Autor: Espírito André Luiz, psicografia de Francisco Cândido Xavier

Tema: Capítulo 20 – Trama desvendada


CONCLUSÃO

1) Qual foi a decepção de Ernesto ao retornar ao seu antigo lar?
Ernesto vê que sua filha tinha muitas queixas em relação a ele, pois acreditava que seu pai embora muito se dedicasse ao trabalho, não lhe dava o apoio afetivo necessário. Além disso, Ernesto é ignorado por sua esposa Elisa que mantém vinculo afetivo com Desidério.

2) O que gerou a morte de Desidério?
Ernesto acreditava que matou Desidério por um tiro ao sentir ciúmes de sua esposa.
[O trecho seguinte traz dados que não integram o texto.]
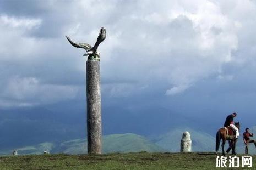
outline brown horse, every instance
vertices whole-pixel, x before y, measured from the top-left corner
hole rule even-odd
[[[235,126],[238,129],[238,130],[240,130],[240,124],[238,122],[235,122]],[[228,149],[227,150],[227,152],[228,152],[229,151],[232,149],[232,155],[236,155],[236,143],[237,141],[237,139],[235,138],[235,132],[232,131],[232,134],[230,135],[232,136],[231,138],[227,139],[227,129],[222,127],[220,129],[219,129],[219,131],[217,132],[217,134],[216,134],[216,154],[217,155],[218,150],[219,150],[219,148],[220,148],[220,140],[222,139],[222,144],[221,144],[221,148],[222,149],[222,154],[224,155],[225,155],[225,152],[224,151],[224,145],[226,143],[226,140],[229,140],[229,144],[230,146]]]

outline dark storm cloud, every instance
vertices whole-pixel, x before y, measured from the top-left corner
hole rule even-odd
[[[107,33],[100,46],[102,95],[109,103],[136,98],[156,106],[181,105],[173,99],[189,103],[193,97],[186,94],[211,80],[219,81],[220,91],[232,89],[225,84],[254,72],[250,67],[248,78],[239,76],[255,63],[255,4],[202,2],[1,1],[0,86],[7,92],[2,106],[81,97],[84,50],[71,47],[64,35],[93,44],[102,26]]]

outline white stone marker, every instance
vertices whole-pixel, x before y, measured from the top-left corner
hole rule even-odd
[[[185,132],[181,140],[181,152],[190,152],[192,151],[192,141],[189,132]]]

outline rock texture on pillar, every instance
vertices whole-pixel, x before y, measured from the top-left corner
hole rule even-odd
[[[86,62],[88,154],[101,154],[101,101],[100,61]]]
[[[181,152],[190,152],[192,151],[192,141],[188,132],[185,132],[181,140]]]

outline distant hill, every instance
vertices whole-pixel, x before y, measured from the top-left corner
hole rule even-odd
[[[170,152],[179,152],[181,139],[184,132],[190,133],[192,140],[192,151],[213,151],[215,138],[204,132],[190,128],[176,128],[160,135],[154,140],[155,143]]]
[[[77,139],[62,143],[43,143],[38,145],[14,149],[20,155],[41,154],[45,150],[51,153],[81,154],[87,152],[86,140]],[[130,152],[145,151],[162,152],[165,150],[144,137],[133,133],[115,134],[103,137],[103,152]],[[13,150],[0,152],[10,155]]]

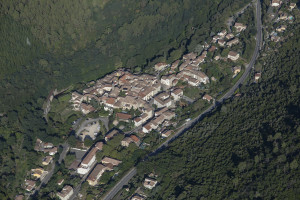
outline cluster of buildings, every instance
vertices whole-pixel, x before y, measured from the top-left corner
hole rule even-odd
[[[36,140],[34,150],[49,154],[42,159],[41,164],[44,166],[49,165],[53,161],[53,155],[55,155],[57,153],[56,146],[54,146],[52,143],[49,143],[49,142],[43,142],[40,139]],[[48,174],[48,171],[44,170],[42,167],[31,169],[30,179],[25,179],[25,182],[23,185],[24,189],[27,192],[32,192],[33,189],[36,187],[37,180],[43,180],[47,174]],[[21,198],[21,196],[23,196],[23,195],[18,195],[18,198]]]
[[[278,10],[273,13],[270,13],[270,17],[275,20],[275,22],[278,22],[278,26],[275,28],[274,31],[270,33],[270,39],[273,42],[280,42],[282,38],[279,36],[280,33],[285,32],[287,29],[287,25],[284,24],[286,21],[289,23],[292,23],[294,20],[294,16],[292,14],[289,14],[286,12],[287,10],[289,12],[292,12],[296,7],[296,3],[289,3],[288,2],[282,2],[279,0],[272,0],[270,3],[272,8],[277,8]],[[287,8],[287,10],[285,10]]]

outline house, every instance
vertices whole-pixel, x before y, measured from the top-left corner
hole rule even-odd
[[[152,190],[157,184],[157,181],[152,178],[146,178],[144,181],[144,187]]]
[[[82,103],[80,104],[80,110],[83,114],[89,114],[90,112],[94,112],[95,108],[89,104]]]
[[[225,40],[218,40],[218,44],[221,46],[221,47],[224,47],[225,46],[225,44],[226,44],[226,42],[225,42]]]
[[[113,129],[112,131],[110,131],[105,137],[105,141],[107,142],[108,140],[111,140],[114,136],[116,136],[119,133],[118,130]]]
[[[172,130],[165,130],[164,132],[162,132],[161,136],[166,138],[169,137],[172,133],[173,133]]]
[[[123,147],[129,147],[130,143],[132,143],[133,140],[131,139],[131,137],[125,137],[122,141],[121,141],[121,145]]]
[[[182,59],[184,61],[192,61],[194,60],[195,58],[197,57],[197,54],[195,54],[194,52],[191,52],[191,53],[188,53],[188,54],[185,54]]]
[[[52,156],[46,156],[45,158],[43,158],[42,164],[49,165],[52,160],[53,160]]]
[[[287,18],[288,18],[288,15],[287,15],[286,13],[281,13],[281,14],[279,15],[279,19],[280,19],[280,20],[287,20]]]
[[[176,76],[174,74],[169,75],[169,76],[162,76],[160,79],[161,84],[167,85],[167,86],[172,86],[173,80],[176,79]]]
[[[116,118],[119,121],[124,121],[124,122],[129,122],[129,120],[132,118],[130,114],[125,114],[125,113],[117,113]]]
[[[278,7],[278,6],[281,5],[281,3],[282,3],[282,1],[280,1],[280,0],[272,0],[271,6],[272,7]]]
[[[131,197],[130,200],[145,200],[145,198],[142,197],[141,195],[135,194]]]
[[[103,149],[103,142],[97,142],[95,144],[95,148],[97,148],[99,151],[102,151],[102,149]]]
[[[192,61],[191,65],[198,67],[201,63],[204,62],[204,59],[205,59],[204,55],[198,56],[195,60]]]
[[[254,78],[255,81],[258,81],[261,78],[261,73],[256,73]]]
[[[238,44],[240,41],[238,38],[234,38],[232,40],[230,40],[229,42],[227,42],[227,46],[231,47],[232,45],[236,45]]]
[[[215,35],[214,37],[213,37],[213,39],[212,39],[212,43],[216,43],[217,41],[218,41],[218,39],[220,39],[220,36],[218,36],[218,35]]]
[[[28,192],[32,191],[36,186],[36,181],[33,180],[25,180],[25,190]]]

Mas, a desencarnação de Desidério ocorreu por um outro personagem chamado Amâncio que ao ver que Ernesto erro o alvo, atirou imediatamente e gritou “acidente”.

3) O que é obsessão?
Obsessão é a ação persistente de um espírito em uma pessoa ou Espírito desencarnado com o objetivo de lhe prejudicar.

4) Por que Desidério era considerado um Espírito obsessor?
Desidério não conseguia conformar-se com a sua desencarnação e o fato de sua antiga esposa (Brígida) ter se unido ao seu assassino Amâncio. Sofria também com sua filha (Evelina) ter desencarnado e casado com Caio Serpa.
Por ainda nutrir sentimentos de ódio, queria vingar-se de todos que lhe causaram sofrimento, perseguindo-os.

5) Em sua opinião, o que Ernesto Fantini pode aprender deste encontro com seu desafeto Desidério?
Desidério contou a Ernesto todos os erros cometidos em sua última encarnação e que, embora de um modo doloroso, poderá ser uma grande oportunidade de aprendizado.